Parker Palmer, the Quaker scholar, tells the story of being in a reflective group. He recalls that when he spoke everyone listened. When someone in the group who appeared to be knowledgeable spoke, most listened. But, he goes on to say, seldom do people listen to themselves, to what they say. In fact, they are often apologetic when they reveal their inner reflections – their own first-hand experiences of life. When we are young we all need the voices of others to guide and teach us. But as we mature, it is our own voice that is most significant because that is most often the place where we meet God.

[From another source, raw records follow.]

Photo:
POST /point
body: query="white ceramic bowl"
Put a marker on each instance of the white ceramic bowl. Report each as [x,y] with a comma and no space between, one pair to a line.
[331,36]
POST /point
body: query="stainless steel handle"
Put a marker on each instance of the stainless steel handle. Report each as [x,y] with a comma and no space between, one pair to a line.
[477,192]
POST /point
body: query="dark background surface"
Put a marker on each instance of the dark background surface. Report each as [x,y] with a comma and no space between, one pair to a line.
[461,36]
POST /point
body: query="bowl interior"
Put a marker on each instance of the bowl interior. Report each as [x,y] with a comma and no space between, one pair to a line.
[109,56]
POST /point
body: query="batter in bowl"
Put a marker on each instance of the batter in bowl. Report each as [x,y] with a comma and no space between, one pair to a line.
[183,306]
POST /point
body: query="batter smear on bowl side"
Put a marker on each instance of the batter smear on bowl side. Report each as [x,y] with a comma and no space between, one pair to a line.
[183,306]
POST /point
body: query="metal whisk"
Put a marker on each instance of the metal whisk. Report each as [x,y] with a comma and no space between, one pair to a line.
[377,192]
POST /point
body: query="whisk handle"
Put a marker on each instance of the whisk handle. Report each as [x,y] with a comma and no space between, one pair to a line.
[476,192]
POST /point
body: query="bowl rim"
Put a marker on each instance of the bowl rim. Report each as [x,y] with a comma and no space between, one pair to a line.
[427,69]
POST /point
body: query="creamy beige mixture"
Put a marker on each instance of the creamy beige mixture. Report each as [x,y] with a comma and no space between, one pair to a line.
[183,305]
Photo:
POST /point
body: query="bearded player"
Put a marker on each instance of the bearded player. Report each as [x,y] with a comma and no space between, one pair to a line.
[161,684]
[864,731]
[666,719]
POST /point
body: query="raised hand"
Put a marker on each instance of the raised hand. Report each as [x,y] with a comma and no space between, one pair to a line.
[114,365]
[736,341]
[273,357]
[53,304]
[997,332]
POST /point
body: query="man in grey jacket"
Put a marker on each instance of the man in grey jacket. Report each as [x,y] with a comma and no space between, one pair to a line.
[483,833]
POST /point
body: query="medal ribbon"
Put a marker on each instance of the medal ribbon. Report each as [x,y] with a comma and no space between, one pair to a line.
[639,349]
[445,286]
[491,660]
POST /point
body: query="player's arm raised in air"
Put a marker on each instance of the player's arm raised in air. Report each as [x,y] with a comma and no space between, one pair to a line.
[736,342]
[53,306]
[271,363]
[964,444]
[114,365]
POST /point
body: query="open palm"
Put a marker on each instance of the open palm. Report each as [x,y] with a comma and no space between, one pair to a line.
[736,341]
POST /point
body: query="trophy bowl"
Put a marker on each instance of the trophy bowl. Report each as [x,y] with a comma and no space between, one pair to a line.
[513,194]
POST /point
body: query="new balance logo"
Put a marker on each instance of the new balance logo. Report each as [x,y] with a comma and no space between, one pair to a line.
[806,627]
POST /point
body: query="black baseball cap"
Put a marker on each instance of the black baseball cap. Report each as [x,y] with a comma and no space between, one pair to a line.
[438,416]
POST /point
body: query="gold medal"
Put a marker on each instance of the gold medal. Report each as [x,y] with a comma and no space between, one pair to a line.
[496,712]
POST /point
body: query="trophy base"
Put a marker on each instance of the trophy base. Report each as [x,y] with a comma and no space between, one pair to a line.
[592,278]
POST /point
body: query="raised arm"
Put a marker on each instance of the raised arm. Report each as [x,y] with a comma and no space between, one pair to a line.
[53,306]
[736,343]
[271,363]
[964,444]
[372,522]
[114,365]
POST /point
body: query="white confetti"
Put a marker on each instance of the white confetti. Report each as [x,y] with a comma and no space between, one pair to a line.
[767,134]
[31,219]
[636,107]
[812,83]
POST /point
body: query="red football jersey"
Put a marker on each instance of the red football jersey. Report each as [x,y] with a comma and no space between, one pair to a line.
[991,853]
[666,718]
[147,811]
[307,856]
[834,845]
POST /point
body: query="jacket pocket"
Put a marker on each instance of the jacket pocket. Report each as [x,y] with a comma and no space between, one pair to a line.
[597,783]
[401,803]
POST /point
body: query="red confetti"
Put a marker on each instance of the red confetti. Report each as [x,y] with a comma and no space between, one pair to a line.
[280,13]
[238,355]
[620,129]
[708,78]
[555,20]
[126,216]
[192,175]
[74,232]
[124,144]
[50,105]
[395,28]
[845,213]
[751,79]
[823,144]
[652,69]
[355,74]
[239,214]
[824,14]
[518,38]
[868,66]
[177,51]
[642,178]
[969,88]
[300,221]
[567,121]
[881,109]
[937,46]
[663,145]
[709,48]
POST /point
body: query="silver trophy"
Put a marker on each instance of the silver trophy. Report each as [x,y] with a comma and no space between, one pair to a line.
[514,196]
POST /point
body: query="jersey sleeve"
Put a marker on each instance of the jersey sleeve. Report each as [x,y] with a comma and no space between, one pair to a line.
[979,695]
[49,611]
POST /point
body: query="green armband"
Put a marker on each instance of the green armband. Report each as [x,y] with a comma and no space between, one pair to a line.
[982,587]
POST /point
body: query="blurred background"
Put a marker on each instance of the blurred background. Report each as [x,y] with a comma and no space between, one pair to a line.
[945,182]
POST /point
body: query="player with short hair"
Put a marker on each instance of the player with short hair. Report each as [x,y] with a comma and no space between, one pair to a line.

This is echoed in Mary Oliver’s poem The Journey (adapted):

One day you finally knew what you had to do, and began, though the voices around you kept shouting their bad advice. And though the whole house began to tremble and you felt the old tug at your ankles. "Mend your life!" each voice cried.

But you didn't stop. You knew what you had to do, even though the wind pried with its stiff fingers at the very foundations; though their melancholy was terrible.

It was already late enough; a wild night with the road full of fallen branches and stones.

But little by little, as you left their voices behind, the stars began to burn through the sheets of clouds, and there was a new voice which you slowly recognised as your own that kept you company as you strode deeper and deeper into the world, determined to do the only thing you could do.

Determined to save the only life you could save.

John’s water baptism points beyond itself to the inner life of the Spirit. He calls his followers to look beyond what they can see with their eyes; touch with their hands and taste with their mouths and realise that there is an encounter waiting for them that is first-hand, personal and deeper than their current experience when they see the symbol pointing beyond itself.

"I have immersed you only in water, but he will plunge you into the life of the Spirit."

In this Advent season we observe so many symbols pointing in the one direction and that is to the Christ child, the one who will grow to be the one who will himself be plunged into the life of the Spirit and will be a model for our inner spiritual life.